Пушкин проснулся мгновенно и таким свежим, будто не было одури семичасового сна. И сразу почувствовал свое худое, крепко стянутое в суставах, горячее тело. Он спал голый, под одной лишь простыней, да и та неизменно сбивалась комом в ногах, а утра последних майских дней слюдили приморозкам распахнутое окошко, и все же кожа была так сухо-горяча, будто ее нажарило летнее солнце. И до чего же приятно водить прохладными ладонями по мускулам груди и узким бедрам, остужая тело и согревая руки, и знать, что это ты, твоя суть, которой ты хозяин и верный слуга.

Он вскочил резко, упруго и бесшумно, как хищный зверь, окунул полотенце в ведерко с водой, стоявшее в тумбочке ночного столика, и обтерся с головы до ног. Натягивая панталоны, носки и рубашку, он прислушался к тишине спящего лицея.

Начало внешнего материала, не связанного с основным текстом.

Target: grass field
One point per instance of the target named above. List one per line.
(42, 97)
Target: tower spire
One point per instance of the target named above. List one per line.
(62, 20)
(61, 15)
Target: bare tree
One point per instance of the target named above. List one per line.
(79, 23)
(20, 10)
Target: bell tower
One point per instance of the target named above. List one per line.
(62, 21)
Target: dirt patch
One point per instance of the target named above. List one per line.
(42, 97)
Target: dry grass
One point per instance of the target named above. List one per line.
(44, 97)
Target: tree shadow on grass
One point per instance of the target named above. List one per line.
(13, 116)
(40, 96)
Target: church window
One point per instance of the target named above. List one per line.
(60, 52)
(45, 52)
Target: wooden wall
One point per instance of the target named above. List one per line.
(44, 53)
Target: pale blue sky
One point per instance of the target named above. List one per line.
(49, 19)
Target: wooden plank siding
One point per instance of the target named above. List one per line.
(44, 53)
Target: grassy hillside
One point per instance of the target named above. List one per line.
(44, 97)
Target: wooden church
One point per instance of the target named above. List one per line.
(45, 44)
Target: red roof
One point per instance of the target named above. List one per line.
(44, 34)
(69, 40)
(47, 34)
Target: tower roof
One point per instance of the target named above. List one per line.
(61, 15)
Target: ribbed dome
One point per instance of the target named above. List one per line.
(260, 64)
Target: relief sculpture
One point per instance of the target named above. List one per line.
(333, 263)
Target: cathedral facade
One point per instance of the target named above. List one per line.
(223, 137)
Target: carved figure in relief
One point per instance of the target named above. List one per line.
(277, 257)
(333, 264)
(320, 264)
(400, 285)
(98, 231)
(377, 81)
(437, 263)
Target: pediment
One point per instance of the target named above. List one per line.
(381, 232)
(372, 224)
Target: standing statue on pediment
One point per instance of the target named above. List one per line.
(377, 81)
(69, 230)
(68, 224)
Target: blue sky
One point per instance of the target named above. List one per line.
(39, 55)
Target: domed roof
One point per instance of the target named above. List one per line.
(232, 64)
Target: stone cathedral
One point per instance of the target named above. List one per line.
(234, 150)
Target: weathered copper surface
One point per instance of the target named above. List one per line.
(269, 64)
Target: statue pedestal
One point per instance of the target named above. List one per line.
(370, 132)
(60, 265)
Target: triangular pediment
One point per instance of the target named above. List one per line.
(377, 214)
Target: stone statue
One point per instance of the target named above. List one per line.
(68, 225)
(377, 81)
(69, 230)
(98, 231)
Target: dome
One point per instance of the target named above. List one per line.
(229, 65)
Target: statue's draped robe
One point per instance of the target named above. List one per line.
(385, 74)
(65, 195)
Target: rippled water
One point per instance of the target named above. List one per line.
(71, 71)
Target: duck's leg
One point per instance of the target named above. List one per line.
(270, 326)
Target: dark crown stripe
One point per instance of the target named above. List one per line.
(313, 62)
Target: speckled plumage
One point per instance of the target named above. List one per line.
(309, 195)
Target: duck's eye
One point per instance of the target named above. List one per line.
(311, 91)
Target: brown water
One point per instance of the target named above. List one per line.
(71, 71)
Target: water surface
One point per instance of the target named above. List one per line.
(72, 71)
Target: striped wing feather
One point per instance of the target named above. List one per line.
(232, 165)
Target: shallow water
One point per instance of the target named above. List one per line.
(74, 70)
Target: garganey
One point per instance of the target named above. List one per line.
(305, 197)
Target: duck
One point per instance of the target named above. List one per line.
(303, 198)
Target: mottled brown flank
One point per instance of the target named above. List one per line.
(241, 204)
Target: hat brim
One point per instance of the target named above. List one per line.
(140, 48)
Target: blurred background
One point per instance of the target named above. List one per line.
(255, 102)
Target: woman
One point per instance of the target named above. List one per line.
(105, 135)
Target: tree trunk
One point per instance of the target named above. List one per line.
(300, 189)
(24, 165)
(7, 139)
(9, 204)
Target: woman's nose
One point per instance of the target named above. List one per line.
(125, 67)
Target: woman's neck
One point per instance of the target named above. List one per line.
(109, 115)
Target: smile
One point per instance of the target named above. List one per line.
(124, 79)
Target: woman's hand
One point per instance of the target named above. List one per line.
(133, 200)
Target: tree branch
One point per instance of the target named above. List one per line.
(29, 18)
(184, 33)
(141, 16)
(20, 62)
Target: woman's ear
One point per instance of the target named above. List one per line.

За перегородкой крепко спал уравновешенный, спокойный Пущин, он просыпался на том же боку, на каком и засыпал, но снились ему неизменно — по собственному признанию — нагие девы; тихо дремал Дельвиг, днем он пребывал в полусне, ночью — в полуяви; беспокойно и шумно — с возгласами, бормотаньем и всхлипами — спал Кюхельбекер; образцово спал аккуратный Корф и барственно, с носовыми руладами — сиятельный Горчаков. Каждый спал, как умел, по устройству своему, привычке и жизненному положению, но сейчас важно было другое: как обошелся Морфей с дядькой Леонтием.

Дядька спал всегда по-разному, и порой казалось, что он — вольно или невольно — пародирует сон воспитанников. То он дремал вполглаза в Дельвиговом пошибе, то выл, вскрикивал, рыдал и хохотал почище самого Кюхли, то был сдержан, как Модест Корф, то разливался самоуверенной княжеской трубой. Это зависело от того, сколько и чего было выпито на протяжении дня — крепость и качество напитков по-разному окрашивали его сон. Сейчас Леонтия не было слышно, но в каком образе он пребывал: безопасном или чутком — сказать трудно…

В последнее мгновение Пушкин все же чуть не остался дома, и, конечно, не из страха перед дядькой. Он случайно глянул на конторку с оглодками перьев и черноизмаранным листом бумаги — незаконченный ноэль, который он обещал прочесть вечером друзьям своим — гусарам. Но образ ждущей, обмирающей от страха, трепещущей Натальи пересилил.